What is it?
Fertilizers are compounds given to plants to promote growth. Fertilizers can be organic (from natural materials) or inorganic (from manmade, inorganic sources). Fertilizers can come in many different states, including granular, liquid, controlled release and tablets.
What the Numbers Mean
On a package of fertilizer you will find three numbers separated by hyphens. The numbers indicate the percentage of nitrogen (N), phosphorus (P), and potassium (K, Aka potash). A "complete" fertilizer contains nitrogen, phosphorus and potassium.
What they do...
• NITROGEN ( N )
Nitrogen is required for the green, leafy vegetative growth of plants. Nitrogen is easily leached down through the soil below the roots and is not available to the plant so it is the element most often lacking and needing replacement. Too much nitrogen can delay flowering, fruiting and seed set. It is the most important plant nutrient.
Deficiency symptoms of nitrogen are an overall pale yellow color of leaves and dwarfed or stunted plants.
Nitrogen leaches out of the soil very quickly and that is the reason that it is usually the highest percentage in most fertilizers.
• PHOSPHORUS ( P )
Phosphorus promotes root growth; root branching, stem growth, flowering, fruiting, seed formation and maturation.

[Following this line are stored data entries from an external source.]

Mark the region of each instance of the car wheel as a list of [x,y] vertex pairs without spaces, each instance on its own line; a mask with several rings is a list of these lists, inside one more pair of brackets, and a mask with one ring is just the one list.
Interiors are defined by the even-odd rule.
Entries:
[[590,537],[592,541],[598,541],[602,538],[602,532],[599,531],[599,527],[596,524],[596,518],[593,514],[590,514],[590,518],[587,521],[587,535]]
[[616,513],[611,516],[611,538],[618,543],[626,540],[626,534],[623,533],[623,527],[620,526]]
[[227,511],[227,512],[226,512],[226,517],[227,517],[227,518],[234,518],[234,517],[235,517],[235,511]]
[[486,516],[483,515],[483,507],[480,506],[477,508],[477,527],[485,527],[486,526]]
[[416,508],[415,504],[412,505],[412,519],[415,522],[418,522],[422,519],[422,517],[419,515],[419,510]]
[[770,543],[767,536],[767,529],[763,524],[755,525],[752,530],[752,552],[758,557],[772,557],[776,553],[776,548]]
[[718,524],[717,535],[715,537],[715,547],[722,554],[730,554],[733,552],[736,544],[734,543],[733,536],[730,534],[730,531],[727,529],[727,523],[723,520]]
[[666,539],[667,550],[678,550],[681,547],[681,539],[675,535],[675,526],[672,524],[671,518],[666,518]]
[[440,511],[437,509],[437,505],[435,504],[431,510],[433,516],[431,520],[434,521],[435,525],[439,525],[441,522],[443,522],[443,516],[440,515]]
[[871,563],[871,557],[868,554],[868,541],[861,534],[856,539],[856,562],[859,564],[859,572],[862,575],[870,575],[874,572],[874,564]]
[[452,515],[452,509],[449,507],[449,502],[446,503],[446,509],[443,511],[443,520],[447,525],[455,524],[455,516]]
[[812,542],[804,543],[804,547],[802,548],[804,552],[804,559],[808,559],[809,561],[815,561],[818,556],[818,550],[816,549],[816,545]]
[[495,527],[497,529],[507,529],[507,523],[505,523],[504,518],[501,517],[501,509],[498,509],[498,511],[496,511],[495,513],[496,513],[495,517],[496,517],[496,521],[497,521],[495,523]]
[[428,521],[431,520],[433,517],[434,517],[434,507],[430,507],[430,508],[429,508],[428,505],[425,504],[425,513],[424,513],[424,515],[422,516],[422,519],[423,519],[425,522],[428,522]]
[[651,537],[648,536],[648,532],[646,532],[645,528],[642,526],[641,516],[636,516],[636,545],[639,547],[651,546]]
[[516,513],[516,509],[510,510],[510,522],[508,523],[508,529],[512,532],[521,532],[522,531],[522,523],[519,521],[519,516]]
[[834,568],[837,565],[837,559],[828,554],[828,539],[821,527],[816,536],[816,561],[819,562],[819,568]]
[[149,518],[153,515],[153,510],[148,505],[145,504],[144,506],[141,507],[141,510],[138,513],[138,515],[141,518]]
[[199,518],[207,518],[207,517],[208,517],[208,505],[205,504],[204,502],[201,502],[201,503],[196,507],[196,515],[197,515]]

Deficiency symptoms are indicated by a red or purplish tinge to stems and foliage...
• POTASSIUM ( K )
Potassium enables the plant to withstand stress such as drought, cold, heat, and disease. It also stimulates flower color and promotes tuber formation and a strong root system. Phosphorus and Potassium do not leach through the soil like Nitrogen does so when planting flowers it is recommended that you put the fertilizer in the bottom of the hole so it is available to the plants roots.
Deficiency symptoms are indicated when the leaves appear dry and scorched on the edges and have irregular yellowing.